I was devastated. I’d ranted and raved and cried and beat his chest with my fists, leaving bruises and hating myself for becoming that woman. But as Joy, who’d been aware of the calls to work, pointed out, we had two young children, were both exhausted from sleepless nights, so it was no wonder he’d strayed – we weren’t connecting. Dan said it was a terrible mistake, he’d learned his lesson and it would never happen again.
So I bought it, deciding it wasn’t worth losing a marriage, splitting a family, for a silly mistake. Besides, I had my own problems by then, and I didn’t want anyone discovering what I’d been hiding, so accepted what had happened and tried to make my marriage work.
But it wasn’t plain sailing. There’d been some calls to our landline at home, and when I picked up, nothing, just silence, it was really creepy. I couldn’t be sure, but I assumed it was Carmel trying to make contact with Dan; he said to ignore it but I found it quite distressing. One day when Joy had popped round to see the children the phone rang and again I was greeted with silence. By now I was so freaked out by this, I wanted to cry.
Joy saw the way I was. ‘Is it her?’ she asked quietly.
I nodded.
‘Tell her you know about her, he’s told you she’s nothing – and you’re pregnant.’
‘I know everything,’ I repeated, trying not to let her hear the tears in my voice, while my heart beat out of my chest. ‘Dan’s told me you meant nothing.’
Joy was silently urging me on, smiling, her hand on my arm.
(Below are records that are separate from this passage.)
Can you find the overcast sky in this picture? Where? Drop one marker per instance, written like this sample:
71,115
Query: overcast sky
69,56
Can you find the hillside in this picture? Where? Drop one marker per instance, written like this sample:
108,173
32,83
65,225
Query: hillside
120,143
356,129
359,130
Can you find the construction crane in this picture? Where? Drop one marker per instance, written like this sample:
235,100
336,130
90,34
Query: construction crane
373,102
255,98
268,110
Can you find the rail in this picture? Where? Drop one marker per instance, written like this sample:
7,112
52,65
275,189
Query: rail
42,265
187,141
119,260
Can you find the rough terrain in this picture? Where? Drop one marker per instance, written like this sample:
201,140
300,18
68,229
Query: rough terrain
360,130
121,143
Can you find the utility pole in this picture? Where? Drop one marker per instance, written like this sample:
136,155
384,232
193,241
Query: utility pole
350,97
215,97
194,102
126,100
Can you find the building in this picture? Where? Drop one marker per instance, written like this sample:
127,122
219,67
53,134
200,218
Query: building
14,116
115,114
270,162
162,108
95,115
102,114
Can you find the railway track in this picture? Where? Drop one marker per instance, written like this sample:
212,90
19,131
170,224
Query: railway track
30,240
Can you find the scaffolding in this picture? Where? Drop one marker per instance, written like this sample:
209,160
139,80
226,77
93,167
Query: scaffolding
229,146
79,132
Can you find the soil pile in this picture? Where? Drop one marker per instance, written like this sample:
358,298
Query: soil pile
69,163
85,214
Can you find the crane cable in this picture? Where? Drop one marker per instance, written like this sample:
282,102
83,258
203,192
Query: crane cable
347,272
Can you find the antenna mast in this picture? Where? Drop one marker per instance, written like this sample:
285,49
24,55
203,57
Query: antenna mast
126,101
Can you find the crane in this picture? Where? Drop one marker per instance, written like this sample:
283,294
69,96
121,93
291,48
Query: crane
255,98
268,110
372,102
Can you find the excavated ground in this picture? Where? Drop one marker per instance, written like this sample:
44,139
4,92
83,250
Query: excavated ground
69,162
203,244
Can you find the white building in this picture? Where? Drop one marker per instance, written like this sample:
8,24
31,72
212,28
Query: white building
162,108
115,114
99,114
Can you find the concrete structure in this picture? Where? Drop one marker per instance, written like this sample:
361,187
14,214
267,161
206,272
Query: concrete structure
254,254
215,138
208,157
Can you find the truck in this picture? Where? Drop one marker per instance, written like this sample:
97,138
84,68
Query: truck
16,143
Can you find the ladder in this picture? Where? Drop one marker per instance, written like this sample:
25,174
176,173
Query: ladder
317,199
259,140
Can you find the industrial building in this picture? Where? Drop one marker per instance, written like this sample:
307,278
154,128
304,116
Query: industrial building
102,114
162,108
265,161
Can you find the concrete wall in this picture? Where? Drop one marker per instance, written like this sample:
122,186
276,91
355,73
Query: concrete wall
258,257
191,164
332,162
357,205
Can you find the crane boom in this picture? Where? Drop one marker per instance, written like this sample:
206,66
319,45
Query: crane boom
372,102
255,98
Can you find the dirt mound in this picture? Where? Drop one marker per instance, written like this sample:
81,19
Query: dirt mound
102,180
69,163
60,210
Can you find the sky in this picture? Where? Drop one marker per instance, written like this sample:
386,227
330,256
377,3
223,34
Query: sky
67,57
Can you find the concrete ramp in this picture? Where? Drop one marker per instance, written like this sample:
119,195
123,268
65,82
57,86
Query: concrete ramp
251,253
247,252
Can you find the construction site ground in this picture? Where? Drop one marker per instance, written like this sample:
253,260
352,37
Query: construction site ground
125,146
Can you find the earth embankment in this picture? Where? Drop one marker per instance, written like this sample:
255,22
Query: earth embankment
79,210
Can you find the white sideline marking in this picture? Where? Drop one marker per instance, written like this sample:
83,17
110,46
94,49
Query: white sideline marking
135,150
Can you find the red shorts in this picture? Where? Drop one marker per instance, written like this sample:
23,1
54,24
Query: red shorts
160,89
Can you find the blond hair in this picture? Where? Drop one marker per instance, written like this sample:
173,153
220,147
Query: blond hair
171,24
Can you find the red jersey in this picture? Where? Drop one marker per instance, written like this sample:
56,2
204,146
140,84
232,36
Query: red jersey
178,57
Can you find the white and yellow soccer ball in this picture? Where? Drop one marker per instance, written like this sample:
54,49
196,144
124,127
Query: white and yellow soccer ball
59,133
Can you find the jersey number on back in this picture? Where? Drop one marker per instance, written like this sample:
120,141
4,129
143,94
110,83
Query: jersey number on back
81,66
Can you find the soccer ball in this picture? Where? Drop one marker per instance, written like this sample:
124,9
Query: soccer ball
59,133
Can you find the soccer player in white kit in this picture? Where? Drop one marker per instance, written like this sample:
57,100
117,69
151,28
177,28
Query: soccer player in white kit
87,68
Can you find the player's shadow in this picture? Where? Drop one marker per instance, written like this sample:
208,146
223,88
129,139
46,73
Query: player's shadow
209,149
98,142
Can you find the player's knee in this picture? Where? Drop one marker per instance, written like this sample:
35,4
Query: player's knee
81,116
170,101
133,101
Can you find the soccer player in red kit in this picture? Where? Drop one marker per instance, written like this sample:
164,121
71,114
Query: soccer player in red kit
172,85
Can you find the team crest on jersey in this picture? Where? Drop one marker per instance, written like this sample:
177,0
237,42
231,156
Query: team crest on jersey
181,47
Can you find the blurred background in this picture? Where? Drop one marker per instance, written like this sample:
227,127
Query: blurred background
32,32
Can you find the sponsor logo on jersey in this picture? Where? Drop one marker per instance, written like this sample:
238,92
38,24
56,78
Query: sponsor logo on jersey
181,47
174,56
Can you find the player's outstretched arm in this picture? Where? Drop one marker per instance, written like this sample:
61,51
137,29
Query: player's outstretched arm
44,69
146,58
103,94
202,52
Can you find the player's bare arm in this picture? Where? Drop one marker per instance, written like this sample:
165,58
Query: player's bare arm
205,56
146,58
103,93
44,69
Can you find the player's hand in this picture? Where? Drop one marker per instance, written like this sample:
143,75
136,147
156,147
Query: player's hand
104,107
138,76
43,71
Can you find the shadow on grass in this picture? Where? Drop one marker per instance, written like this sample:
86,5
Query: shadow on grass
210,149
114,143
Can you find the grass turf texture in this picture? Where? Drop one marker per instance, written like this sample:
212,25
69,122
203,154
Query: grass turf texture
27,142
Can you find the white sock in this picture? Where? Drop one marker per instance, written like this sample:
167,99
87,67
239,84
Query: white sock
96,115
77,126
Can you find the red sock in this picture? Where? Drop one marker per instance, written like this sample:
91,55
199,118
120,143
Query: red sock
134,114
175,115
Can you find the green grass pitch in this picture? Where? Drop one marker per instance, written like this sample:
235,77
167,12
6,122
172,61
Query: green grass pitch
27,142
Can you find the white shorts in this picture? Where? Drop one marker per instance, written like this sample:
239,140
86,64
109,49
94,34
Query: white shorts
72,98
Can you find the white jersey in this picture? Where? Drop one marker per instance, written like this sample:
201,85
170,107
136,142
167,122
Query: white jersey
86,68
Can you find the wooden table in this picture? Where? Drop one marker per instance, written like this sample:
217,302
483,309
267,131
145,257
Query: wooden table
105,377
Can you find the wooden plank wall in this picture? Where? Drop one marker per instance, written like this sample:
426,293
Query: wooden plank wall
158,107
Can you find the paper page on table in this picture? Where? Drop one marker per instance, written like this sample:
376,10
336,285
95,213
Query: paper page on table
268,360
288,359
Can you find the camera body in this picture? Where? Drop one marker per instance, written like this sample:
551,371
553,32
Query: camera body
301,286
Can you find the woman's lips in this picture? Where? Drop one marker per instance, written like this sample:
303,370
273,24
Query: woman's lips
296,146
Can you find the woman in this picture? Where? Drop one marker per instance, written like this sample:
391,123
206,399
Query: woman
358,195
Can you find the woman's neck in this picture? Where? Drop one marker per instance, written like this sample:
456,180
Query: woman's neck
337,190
‘I’m pregnant with our third child,’ I added, trying to compose myself.
There was a slight noise on the other end, it sounded like crying. I put the phone on speaker so Joy could hear.
‘He told me he was single… I didn’t know he was married,’ she said then through tears.
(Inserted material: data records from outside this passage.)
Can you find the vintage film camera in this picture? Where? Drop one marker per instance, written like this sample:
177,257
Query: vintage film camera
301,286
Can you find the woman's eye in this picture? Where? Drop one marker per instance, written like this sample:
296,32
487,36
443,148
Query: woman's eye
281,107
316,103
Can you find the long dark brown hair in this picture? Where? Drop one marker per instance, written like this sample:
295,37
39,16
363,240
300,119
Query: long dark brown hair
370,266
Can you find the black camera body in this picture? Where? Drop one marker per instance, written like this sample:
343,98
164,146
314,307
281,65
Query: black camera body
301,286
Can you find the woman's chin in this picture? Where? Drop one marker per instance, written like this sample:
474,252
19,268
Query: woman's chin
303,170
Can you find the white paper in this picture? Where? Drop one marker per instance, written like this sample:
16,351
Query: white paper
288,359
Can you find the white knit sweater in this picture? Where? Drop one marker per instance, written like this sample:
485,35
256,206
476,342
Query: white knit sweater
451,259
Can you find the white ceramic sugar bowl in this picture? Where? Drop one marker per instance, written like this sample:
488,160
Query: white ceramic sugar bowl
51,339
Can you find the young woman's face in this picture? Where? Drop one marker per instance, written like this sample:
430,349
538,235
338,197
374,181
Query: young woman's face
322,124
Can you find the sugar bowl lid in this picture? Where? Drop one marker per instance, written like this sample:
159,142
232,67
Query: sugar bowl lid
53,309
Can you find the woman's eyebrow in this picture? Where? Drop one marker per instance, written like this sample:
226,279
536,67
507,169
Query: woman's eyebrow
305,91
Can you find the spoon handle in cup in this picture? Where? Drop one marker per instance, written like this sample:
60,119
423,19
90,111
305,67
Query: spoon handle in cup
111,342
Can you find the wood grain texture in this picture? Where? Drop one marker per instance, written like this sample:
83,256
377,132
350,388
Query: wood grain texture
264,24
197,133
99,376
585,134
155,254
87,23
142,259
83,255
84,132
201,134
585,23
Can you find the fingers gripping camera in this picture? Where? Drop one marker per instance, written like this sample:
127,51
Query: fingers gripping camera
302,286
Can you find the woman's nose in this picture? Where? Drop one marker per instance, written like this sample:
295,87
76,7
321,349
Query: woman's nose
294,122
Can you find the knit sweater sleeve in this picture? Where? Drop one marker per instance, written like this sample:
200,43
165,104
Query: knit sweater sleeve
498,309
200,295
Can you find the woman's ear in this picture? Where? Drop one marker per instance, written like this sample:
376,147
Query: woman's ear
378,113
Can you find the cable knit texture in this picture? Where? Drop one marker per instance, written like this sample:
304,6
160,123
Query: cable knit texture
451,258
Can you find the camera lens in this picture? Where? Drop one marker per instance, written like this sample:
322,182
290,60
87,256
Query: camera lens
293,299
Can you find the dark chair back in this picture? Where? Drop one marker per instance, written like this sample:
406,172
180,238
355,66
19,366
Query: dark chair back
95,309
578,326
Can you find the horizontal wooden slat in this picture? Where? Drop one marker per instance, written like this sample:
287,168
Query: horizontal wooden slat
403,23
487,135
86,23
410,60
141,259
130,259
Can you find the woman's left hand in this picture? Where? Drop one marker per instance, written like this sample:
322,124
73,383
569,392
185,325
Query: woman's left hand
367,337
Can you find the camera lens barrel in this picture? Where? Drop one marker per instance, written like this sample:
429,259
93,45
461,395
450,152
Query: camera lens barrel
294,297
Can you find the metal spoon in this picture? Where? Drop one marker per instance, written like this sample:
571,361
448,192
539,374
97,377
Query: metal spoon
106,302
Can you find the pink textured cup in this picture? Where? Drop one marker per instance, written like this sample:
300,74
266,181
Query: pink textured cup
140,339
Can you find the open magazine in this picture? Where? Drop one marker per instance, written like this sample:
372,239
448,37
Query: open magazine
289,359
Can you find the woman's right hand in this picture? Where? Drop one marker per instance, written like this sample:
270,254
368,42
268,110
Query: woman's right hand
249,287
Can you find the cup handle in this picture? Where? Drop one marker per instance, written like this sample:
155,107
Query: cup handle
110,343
‘Tell her she’s a stupid little girl… tell her to go away and he doesn’t care, never has,’ Joy was whispering at my side. ‘Threaten her with the police.’
‘Go away, you stupid little girl,’ I repeated. ‘And if you don’t stop this now, we’ll go to the police and report you for harassment,’ I added, then slammed down the phone.
God bless Joy. She was on my side and wanted my marriage to work as much as I did and, what’s more, was prepared to get rid of anything that might endanger that. After that incident with the first girl, Joy had said, ‘Don’t let Dan’s midlife blip ruin everything.’ She was right, of course, so in the same spirit of onward and upward, I was now here, trying to make good out of the second, more recent affair. But, in truth, it had been agony, and in the weeks after I found out, I became very anxious. I imagined them together in the office, having secret trysts over lunch, and if he was late home, my anxiety was through the roof.